Saturday, June 4, 2011


People are constantly asking me: Jeff, what's cool?  What's in?  What's the new hip thing?  Well, I'll tell you!  Here are the three big things you need to know about right now!


If you've taken a walk around NYC recently (if you haven't, you can imagine that you have), you've probably noticed a few things: It's getting hotter, people are wearing less clothes (possibly a result of the heat), and ice cream trucks are popping up all over (also possibly because of the heat).  All of these things, however, are typical for the summer.  What isn't typical is all the little kids (and older kids, and sometimes even adults) moving along the sidewalks on scooters.

Unlike most kids, this boy wears a helmet.  He must have uncool parents.

Many of us remember when Razor Scooters were extremely popular back in the early 2000s.  (If you do not remember this, you are either too old and are senile, or you are too young and were born after 2000.)  Back then, if you wanted to be cool, you had to have a scooter.  I did not have a scooter.  My sister had one, though, and sometimes she would let me ride it.

Now, scooters are back!  When you walk around more family-oriented areas of the city, or sometimes even the ghetto, you'll see them.  Oftentimes, kids will scooter right towards you at top speed like little heat-seeking missiles.  These children are very foolish and their actions could result in injuries to themselves or others.  Still, this has not deterred their parents from getting them scooters.

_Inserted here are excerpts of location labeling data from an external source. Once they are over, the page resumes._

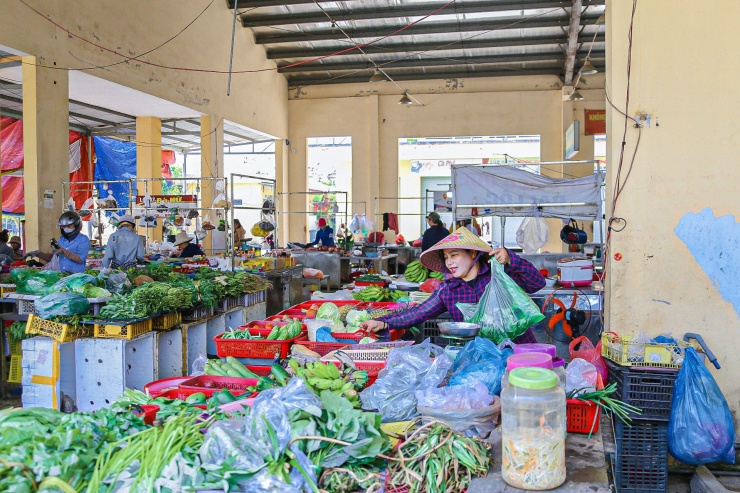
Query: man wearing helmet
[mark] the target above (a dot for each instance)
(124, 246)
(72, 247)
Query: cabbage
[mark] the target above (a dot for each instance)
(356, 317)
(329, 311)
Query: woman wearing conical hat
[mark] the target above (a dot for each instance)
(463, 258)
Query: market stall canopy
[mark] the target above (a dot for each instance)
(484, 190)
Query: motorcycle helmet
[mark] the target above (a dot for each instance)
(69, 224)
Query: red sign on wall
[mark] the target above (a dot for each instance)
(595, 122)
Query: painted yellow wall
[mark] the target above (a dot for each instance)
(258, 100)
(685, 165)
(371, 115)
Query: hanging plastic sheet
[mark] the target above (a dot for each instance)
(11, 144)
(116, 160)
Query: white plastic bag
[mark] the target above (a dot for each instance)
(532, 233)
(580, 376)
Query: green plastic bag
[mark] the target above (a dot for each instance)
(36, 282)
(75, 283)
(61, 304)
(504, 311)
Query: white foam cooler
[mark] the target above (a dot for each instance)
(575, 271)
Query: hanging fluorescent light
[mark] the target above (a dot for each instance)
(588, 68)
(405, 99)
(378, 76)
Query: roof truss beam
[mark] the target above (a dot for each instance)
(292, 53)
(412, 10)
(421, 28)
(428, 62)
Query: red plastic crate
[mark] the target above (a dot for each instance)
(237, 386)
(159, 387)
(256, 349)
(581, 416)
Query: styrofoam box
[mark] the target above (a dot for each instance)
(169, 353)
(106, 367)
(38, 361)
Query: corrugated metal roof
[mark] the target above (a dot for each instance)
(320, 42)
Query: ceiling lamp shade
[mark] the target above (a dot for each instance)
(588, 68)
(405, 99)
(378, 76)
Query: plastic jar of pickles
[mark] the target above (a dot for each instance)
(533, 430)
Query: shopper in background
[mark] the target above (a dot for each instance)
(434, 233)
(185, 247)
(463, 258)
(239, 232)
(124, 246)
(15, 242)
(325, 235)
(72, 247)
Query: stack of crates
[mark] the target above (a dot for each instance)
(640, 464)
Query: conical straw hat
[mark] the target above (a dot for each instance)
(462, 239)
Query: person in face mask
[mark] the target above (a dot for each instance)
(72, 247)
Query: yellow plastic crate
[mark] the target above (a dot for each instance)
(14, 375)
(58, 331)
(621, 349)
(111, 330)
(15, 348)
(166, 322)
(396, 430)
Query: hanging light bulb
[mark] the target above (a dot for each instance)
(405, 99)
(588, 68)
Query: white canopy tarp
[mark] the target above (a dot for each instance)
(512, 192)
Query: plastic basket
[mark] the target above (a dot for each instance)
(166, 322)
(650, 389)
(582, 417)
(122, 330)
(641, 460)
(623, 351)
(26, 307)
(159, 387)
(58, 331)
(237, 386)
(14, 371)
(6, 288)
(229, 303)
(198, 313)
(254, 349)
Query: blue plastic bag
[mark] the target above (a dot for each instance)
(701, 428)
(480, 360)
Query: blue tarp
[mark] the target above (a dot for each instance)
(116, 160)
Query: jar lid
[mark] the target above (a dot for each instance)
(535, 347)
(539, 360)
(533, 378)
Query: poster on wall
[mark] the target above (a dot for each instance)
(595, 122)
(573, 139)
(443, 202)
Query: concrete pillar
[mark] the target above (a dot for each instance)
(282, 184)
(45, 149)
(212, 166)
(149, 163)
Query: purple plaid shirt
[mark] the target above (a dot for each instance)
(458, 291)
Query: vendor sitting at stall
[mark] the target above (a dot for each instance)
(15, 243)
(124, 246)
(72, 247)
(464, 258)
(325, 235)
(185, 247)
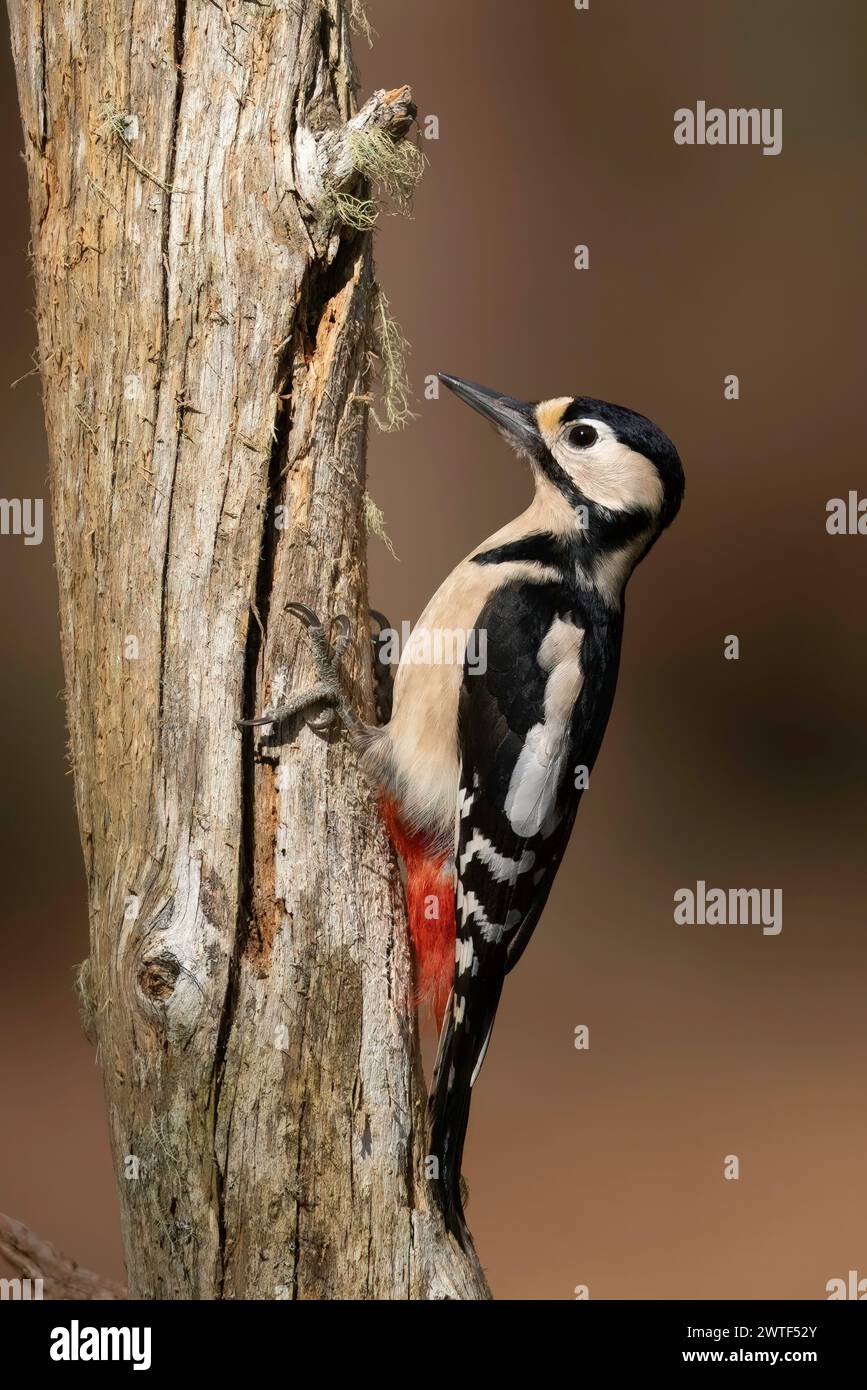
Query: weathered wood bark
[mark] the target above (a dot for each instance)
(203, 337)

Sometimes older people will ride scooters.  Despite what you may think, these people are super cool.  You should aspire to be like these people as they've managed to stay ahead of the trend.
She looks so happy on her new, shiny scooter.  I bet she gets all the guys.

It is impressive that scooters were able to comeback after being not cool for so long.  Next year, I predict a huge comeback for POGS.


A few months ago, New Jersey Transit started trying out something called "quiet cars".  As you might've guessed (if you have an IQ of at least 85) you're not allowed to talk in the designated quiet cars on the train.

If you just touched your computer screen you are an idiot.

There are several problems with the quiet car idea.  Firstly, though it's usually cars at one end of the train that are quiet cars, the cars themselves are not labeled.  They look just like ordinary cars!  Sometimes, people sit down in a quiet car and start talking loudly.  Then, someone complains and a conductor comes over to explain that they're in a quiet car.  This whole exchange is annoying to me.

If I am not allowed to talk on the train, I will ride in the back of this van with this pervert.

Another problem is that people from New Jersey (and New York City) are generally loud and being quiet is very difficult for them.  Still, what happens if the NJ Transit quiet cars are somehow a success?  Will we get quiet cars on NYC subways?  I don't see any feasible way that would work because of all the crazy people that ride the subway.  Crazy people like to sing or talk to themselves.

When I'm not building snowmen, I like to sing on the subway for coins.

Also, the issue of the quiet car yet again brings about the famous question: Just how quiet is too quiet?  Typically when it's too quiet, something very bad or surprising is about to happen. 


Fans of the Food Pyramid got sad news a few days ago when the U.S. Department of Agriculture came out with MyPlate.  Unlike the Food Pyramid, which is arranged in a pyramid style, MyPlate is arranged in the shape of a plate.  USDA officials say that MyPlate it is easier for people to understand.  Clearly, they don't think very highly of Americans.

MyPlate stresses the importance of getting plenty of fruits and vegetables.  The government is trying to stop people from becoming too fat, but as long as McDonalds exists, this will not happen. 

If you do not eat these vegetables, they will eat you.

It cost the USDA around $2 million to come up with the MyPlate.  Money well spent to design something that looks like a fourth graders health class project.

There you have it folks!  Ride your scooter to NJ Transit, take a seat in a quiet car, and (quietly) bite into a crunchy celery stick!  You're the coolest guy (or girl) in town!